Obligation to obtain information and to report
Development of the customer relationship and use of services must be monitored as part of the organisation of business risks and internal control. This entails for example the monitoring of financial services used by the customers, deposits, payment traffic, investment activities or the use of insurance services.
The obligation to obtain information means that if the supervised entity detects an unusual or suspicious transaction, it must inquire the purpose and reasons of the transaction, and based on the explanation received, decide whether a report should be filed with the Financial Intelligence Unit.
The supervised entity is not liable to compensate for a financial loss potentially incurred by a customer from the investigation or interruption of a transaction or caused by the supervised entity's refusal of a transaction or filing a report with the Financial Intelligence Unit. However, relief from the compensation liability requires that the supervised entity has observed such a degree of care that may be required from it with a view to the circumstances.
If you suspect money laundering or the financing of terrorism
If you suspect money laundering or the financing of terrorism, file a report on a suspicious or unusual transaction with the Financial Intelligence Unit. The report should be made without delay so that no assets could be transferred beyond the reach of the authorities. The Financial Intelligence Unit may also be contacted by telephone or email.
A money laundering report does not constitute a report of an offence, and one can be filed without knowing the quality and identifying characteristics of the crime.
It is also possible to detect a suspicious transaction after the fact. The reporting obligation also applies to these cases, and failure to report is punishable.
The reporting of a suspicious transaction is an exception to the confidentiality of customer information. The supervised entity is not liable to compensate for a financial loss incurred by a customer for example due to the interruption or investigation of a transaction or caused reporting it to the Financial Intelligence Unit, if it has observed due care.
When must a report be made?
The background of a transaction must be investigated for example in the following circumstances:
- The transaction differs from the ordinary in terms of amount or structure.
- The transaction does not have an apparent financial purpose.
- The transaction is in conflict with the customer's financial standing or other business activities.
A report must be filed with the Financial Intelligence Unit at least in the following circumstances:
- An unusual transaction appears unusual even after the explanation requested from the customer.

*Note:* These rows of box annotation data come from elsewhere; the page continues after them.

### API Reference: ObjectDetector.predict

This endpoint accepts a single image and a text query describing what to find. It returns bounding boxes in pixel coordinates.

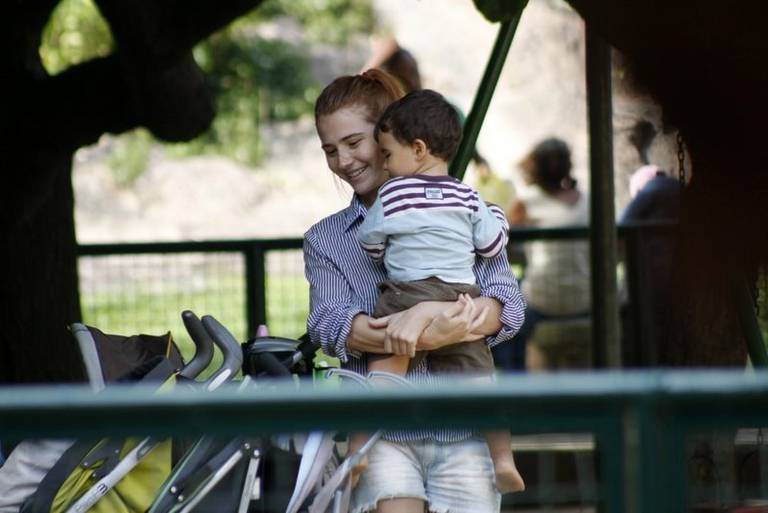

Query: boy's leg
[347,354,411,487]
[428,340,525,493]
[484,430,525,493]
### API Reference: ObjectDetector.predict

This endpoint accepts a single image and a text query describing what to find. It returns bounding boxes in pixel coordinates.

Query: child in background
[351,90,525,493]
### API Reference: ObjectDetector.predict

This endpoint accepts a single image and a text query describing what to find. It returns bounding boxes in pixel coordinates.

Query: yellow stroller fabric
[51,438,171,513]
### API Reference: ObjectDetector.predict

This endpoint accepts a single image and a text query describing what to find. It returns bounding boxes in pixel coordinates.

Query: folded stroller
[21,312,242,513]
[286,369,412,513]
[4,311,326,513]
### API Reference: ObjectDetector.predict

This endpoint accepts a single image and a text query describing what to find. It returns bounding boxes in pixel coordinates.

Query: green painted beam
[449,9,522,180]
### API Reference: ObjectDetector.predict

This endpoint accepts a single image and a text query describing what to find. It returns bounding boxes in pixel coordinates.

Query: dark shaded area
[569,0,768,366]
[0,0,261,383]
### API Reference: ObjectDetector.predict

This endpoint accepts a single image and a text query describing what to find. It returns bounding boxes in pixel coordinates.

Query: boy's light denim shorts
[350,438,501,513]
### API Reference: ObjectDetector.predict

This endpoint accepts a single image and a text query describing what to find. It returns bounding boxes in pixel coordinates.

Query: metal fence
[78,239,309,356]
[79,225,670,364]
[0,371,768,513]
[79,224,673,364]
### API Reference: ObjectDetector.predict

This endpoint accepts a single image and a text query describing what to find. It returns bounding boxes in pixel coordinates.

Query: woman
[304,70,524,513]
[500,138,590,369]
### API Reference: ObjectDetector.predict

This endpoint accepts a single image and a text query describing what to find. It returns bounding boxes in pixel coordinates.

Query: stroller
[1,311,378,513]
[15,312,242,513]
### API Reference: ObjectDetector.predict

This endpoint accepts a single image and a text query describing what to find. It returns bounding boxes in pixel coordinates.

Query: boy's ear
[411,139,429,160]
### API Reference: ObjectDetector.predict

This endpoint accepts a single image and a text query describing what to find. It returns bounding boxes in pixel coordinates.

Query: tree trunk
[0,0,262,383]
[0,154,84,383]
[569,0,768,366]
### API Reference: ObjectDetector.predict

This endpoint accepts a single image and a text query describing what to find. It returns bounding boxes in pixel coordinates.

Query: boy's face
[379,132,419,176]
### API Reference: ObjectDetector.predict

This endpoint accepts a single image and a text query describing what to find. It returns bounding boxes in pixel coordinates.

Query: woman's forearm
[475,296,504,336]
[347,314,385,354]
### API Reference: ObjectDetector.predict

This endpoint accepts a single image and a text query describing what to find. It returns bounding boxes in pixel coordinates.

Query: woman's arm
[474,245,525,347]
[304,231,384,362]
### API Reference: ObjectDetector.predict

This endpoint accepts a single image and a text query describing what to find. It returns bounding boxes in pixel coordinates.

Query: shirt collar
[344,194,368,231]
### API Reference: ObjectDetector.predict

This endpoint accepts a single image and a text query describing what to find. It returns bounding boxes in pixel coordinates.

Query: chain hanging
[677,131,685,190]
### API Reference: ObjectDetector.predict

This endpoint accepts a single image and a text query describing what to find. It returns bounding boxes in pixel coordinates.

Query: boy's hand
[418,294,488,351]
[368,303,433,358]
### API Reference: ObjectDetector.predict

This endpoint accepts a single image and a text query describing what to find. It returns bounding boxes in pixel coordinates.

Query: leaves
[474,0,528,22]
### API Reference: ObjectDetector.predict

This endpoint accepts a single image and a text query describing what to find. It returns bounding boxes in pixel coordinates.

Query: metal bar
[731,267,768,368]
[449,11,522,180]
[245,246,267,338]
[0,371,768,439]
[586,26,621,368]
[78,221,677,256]
[595,415,626,513]
[78,237,304,256]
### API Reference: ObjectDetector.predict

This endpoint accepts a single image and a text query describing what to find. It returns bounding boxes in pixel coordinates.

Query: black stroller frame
[1,311,381,513]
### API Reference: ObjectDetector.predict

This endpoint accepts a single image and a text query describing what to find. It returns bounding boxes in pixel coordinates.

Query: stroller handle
[202,315,243,389]
[179,310,213,379]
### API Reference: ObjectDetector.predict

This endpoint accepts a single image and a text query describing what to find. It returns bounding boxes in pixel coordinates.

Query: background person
[304,70,524,513]
[493,138,591,370]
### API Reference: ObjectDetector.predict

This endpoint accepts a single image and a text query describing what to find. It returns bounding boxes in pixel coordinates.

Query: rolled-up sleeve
[304,232,366,362]
[475,251,526,347]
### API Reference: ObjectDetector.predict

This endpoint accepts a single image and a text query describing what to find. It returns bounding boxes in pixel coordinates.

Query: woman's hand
[417,294,488,351]
[368,301,442,357]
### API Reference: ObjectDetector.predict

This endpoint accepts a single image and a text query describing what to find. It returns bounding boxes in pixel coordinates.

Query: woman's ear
[411,139,429,160]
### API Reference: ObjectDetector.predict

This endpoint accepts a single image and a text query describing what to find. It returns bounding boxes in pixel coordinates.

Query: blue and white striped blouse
[304,195,525,442]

- A suspicious transaction is detected afterwards, or considerations making the transaction suspicious emerge afterwards.
- The service provider executes a suspicious transaction since refusal from it would hinder investigation of the beneficiary or the matter.
- The service provider refuses an unusual or suspicious transaction.
File a money laundering report online
Suspected money laundering activity can be reported electronically on the website of Financial Intelligence Unit.
The report must be made in such a way that the Financial Intelligence Unit is able assess the case.
For instructions on the contents of money laundering reports, see Government Decree 616/2008 on the Prevention and Detection of Money Laundering and Financing of Terrorism.
What is the Financial Intelligence Unit?
The Financial Intelligence Unit works under the aegis of the National Bureau of Investigation. It handles incoming reports on suspected money laundering and financing of terrorism. All information will remain strictly confidential. The Financial Intelligence Unit may also conduct a pre-trial investigation or submit the matter for investigation by another police authority.